Internet-Drafts are working documents of the Internet Engineering Task Force (IETF). Note that other groups may also distribute working documents as Internet-Drafts. The list of current Internet-Drafts is at https://datatracker.ietf.org/drafts/current/.

Internet-Drafts are draft documents valid for a maximum of six months and may be updated, replaced, or obsoleted by other documents at any time. It is inappropriate to use Internet-Drafts as reference material or to cite them other than as "work in progress."

This Internet-Draft will expire on February 15, 2021.

Copyright Notice

Copyright (c) 2020 IETF Trust and the persons identified as the document authors. All rights reserved.

This document is subject to BCP 78 and the IETF Trust's Legal Provisions Relating to IETF Documents (https://trustee.ietf.org/license-info) in effect on the date of publication of this document. Please review these documents carefully, as they describe your rights and restrictions with respect to this document. Code Components extracted from this document must include Simplified BSD License text as described in Section 4.e of the Trust Legal Provisions and are provided without warranty as described in the Simplified BSD License.


Table of Contents

1. Introduction

In modern data center designs, we tend to have conventional routers participating in the routing process. And the fleet of routers has different versions of routing daemon. This means that knowing which versions of the routing daemons are running the various routers in the network can be a crucial factor in quickly identifying the root cause of any protocol or network problems.

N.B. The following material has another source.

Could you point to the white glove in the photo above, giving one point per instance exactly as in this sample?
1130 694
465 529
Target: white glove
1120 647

This BGP capability is an optional advertisement. Implementations are not required to advertise the version nor to process received advertisements.

Information about the version of the routing daemon could also be exchanged in protocols such as LLDP and CDP. However, in containerized environments, it is very hard and not recommended to exchange this information between background processes. Therefore, and to help minimize operational costs, it is helpful to exchange the routing daemon information between BGP peers directly.

2. Specification of Requirements

The key words "MUST", "MUST NOT", "REQUIRED", "SHALL", "SHALL NOT", "SHOULD", "SHOULD NOT", "RECOMMENDED", "NOT RECOMMENDED", "MAY", and "OPTIONAL" in this document are to be interpreted as described in BCP 14 [RFC2119] [RFC8174] when, and only when, they appear in all capitals, as shown here.

3. Version Capability

Although this document is not an IETF Standards Track document, it makes use of the terminology from BCP 14 in order to clearly state the implementation behaviors.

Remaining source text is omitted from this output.